# Qere and Ketiv Investigation

26th January 2017

While examining perfective verbs with pronomial suffixes in Accordance's ETCBC module I noticed that the qere carry full morphological tagging while the ketiv do not. This notebook is to conduct the same investigation against the etcbc data directly via TF.

In [5]:
%load_ext autoreload
%autoreload 2

In [6]:
import sys, collections
from tf.fabric import Fabric
TF = Fabric(modules=['hebrew/etcbc4c'])

This is Text-Fabric 2.2.0
Api reference : https://github.com/ETCBC/text-fabric/wiki/Api
Tutorial      : https://github.com/ETCBC/text-fabric/blob/master/docs/tutorial.ipynb
Data sources  : https://github.com/ETCBC/text-fabric-data
Data docs     : https://etcbc.github.io/text-fabric-data
Shebanq docs  : https://shebanq.ancient-data.org/text
Slack team    : https://shebanq.slack.com/signup
Questions? Ask shebanq@ancient-data.org for an invite to Slack
108 features found and 0 ignored


Now load the lex and qere features.

In [40]:
api = TF.load('''g_lex_utf8 qere_utf8 g_word_utf8
                 gn nu ps qere_trailer_utf8''')
api.makeAvailableIn(globals())

  0.00s loading features ...
   |     0.00s Feature overview: 102 nodes; 5 edges; 1 configs; 7 computeds
  0.10s All features loaded/computed - for details use loadLog()

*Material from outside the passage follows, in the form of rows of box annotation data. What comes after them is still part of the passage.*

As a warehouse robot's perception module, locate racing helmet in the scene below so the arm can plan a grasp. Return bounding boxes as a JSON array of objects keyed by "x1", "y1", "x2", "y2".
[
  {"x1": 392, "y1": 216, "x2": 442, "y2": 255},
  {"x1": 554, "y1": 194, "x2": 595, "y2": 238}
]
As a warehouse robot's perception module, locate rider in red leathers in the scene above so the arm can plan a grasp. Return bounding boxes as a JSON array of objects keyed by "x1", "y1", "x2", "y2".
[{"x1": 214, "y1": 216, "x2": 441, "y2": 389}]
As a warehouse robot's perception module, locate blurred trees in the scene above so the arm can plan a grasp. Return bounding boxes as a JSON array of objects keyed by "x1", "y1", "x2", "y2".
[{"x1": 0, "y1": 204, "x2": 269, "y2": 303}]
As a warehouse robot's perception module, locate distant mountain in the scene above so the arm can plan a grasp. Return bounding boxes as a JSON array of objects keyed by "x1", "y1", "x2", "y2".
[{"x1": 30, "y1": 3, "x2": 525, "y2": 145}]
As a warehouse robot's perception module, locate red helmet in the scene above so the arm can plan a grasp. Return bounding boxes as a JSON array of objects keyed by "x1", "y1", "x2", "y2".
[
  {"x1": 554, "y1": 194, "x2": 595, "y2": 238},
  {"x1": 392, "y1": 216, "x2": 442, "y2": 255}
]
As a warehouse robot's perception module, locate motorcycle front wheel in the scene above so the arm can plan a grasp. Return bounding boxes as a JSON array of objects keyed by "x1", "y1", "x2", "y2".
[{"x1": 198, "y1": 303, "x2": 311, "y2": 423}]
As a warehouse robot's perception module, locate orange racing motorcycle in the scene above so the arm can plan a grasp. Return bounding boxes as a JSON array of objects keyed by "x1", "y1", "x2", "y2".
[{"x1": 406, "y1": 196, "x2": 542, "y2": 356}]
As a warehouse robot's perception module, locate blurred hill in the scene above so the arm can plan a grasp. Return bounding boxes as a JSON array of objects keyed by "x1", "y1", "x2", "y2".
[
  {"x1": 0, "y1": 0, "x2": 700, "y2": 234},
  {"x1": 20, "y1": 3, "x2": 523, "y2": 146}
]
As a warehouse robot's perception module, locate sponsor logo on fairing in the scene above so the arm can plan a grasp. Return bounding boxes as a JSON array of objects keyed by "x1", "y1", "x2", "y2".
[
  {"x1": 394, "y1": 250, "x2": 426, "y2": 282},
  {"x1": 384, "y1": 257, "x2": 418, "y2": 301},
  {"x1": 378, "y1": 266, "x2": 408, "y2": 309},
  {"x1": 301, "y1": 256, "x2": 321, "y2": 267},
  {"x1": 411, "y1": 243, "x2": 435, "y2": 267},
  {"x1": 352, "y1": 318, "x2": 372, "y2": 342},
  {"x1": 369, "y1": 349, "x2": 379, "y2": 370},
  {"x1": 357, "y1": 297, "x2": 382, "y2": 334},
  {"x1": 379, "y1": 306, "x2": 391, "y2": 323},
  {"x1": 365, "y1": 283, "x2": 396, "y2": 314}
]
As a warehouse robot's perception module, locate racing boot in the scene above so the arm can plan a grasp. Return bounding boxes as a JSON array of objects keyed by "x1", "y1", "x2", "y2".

Find the first 20 words and make sure their g_lex_utf8 are pointed.

In [18]:
indent(reset=True)
i = 0
ms = 8
for n in range(1, ms):
    print('Word {} lex {}'.format(F.g_lex_utf8.v(n), F.g_word_utf8.v(n)))

Word בְּ lex בְּ
Word רֵאשִׁית lex רֵאשִׁ֖ית
Word בָּרָא lex בָּרָ֣א
Word אֱלֹה lex אֱלֹהִ֑ים
Word אֵת lex אֵ֥ת
Word הַ lex הַ
Word שָּׁמַי lex שָּׁמַ֖יִם


## Finding qere and ketiv
This shows that while the qere are pointed the ketiv are not. Regarding why the Accordance module only shows morphology on the qere I do not know but I imagine it is just how they set the data up in their module. In any case below is a bit of code that dumps all ketiv and qere and basic morphology.

In [45]:
indent(reset=True)

def get_morph(n):
    return (F.gn.v(n) + ' ' + F.nu.v(n) + ' ' + F.ps.v(n))
    
fmt = "{:10s}\t{:20s}\t{:20s}"
i = 0
ms = F.otype.maxSlot
print(fmt.format('Ketiv', 'Qere', 'Morphology'))
for n in range(1, ms):
    qere = F.qere_utf8.v(n)
    if qere is not None:
        ketiv = F.g_word_utf8.v(n)
        print(fmt.format(ketiv, qere, get_morph(n)))
        i += 1
info('Done and found {} qere'.format(i))


Ketiv     	Qere                	Morphology          
הוצא      	הַיְצֵ֣א            	m sg p2             
אהלה      	אָהֳלֹֽו            	m sg NA             
אהלה      	אָהֳלֹ֑ו            	m sg NA             
אהלה      	אָֽהֳלֹו֙           	m sg NA             
צביים     	צְבֹויִ֔ם           	unknown sg NA       
צביים     	צְבֹויִ֔ם           	unknown sg NA       
ו         	וַ                  	NA NA NA            
יישׂם     	יּוּשַׂ֤ם            	m sg p3             
גיים      	גֹויִם֙             	m pl NA             
צידה      	צָֽיִד              	m sg NA             
ו         	וְ                  	NA NA NA            
ישׁתחו    	יִֽשְׁתַּחֲו֤וּ      	m pl p3             
ב         	בָּ֣א               	m sg p3             
גד        	גָ֑ד                	m sg NA             
צוארו     	צַוָּארָ֖יו         	m pl NA             
אהלה      	אָֽהֳלֹ֔ו           	m sg NA             
יעישׁ     	יְע֥וּשׁ             	m sg NA             
יעישׁ     	יְע֥וּשׁ             	m sg NA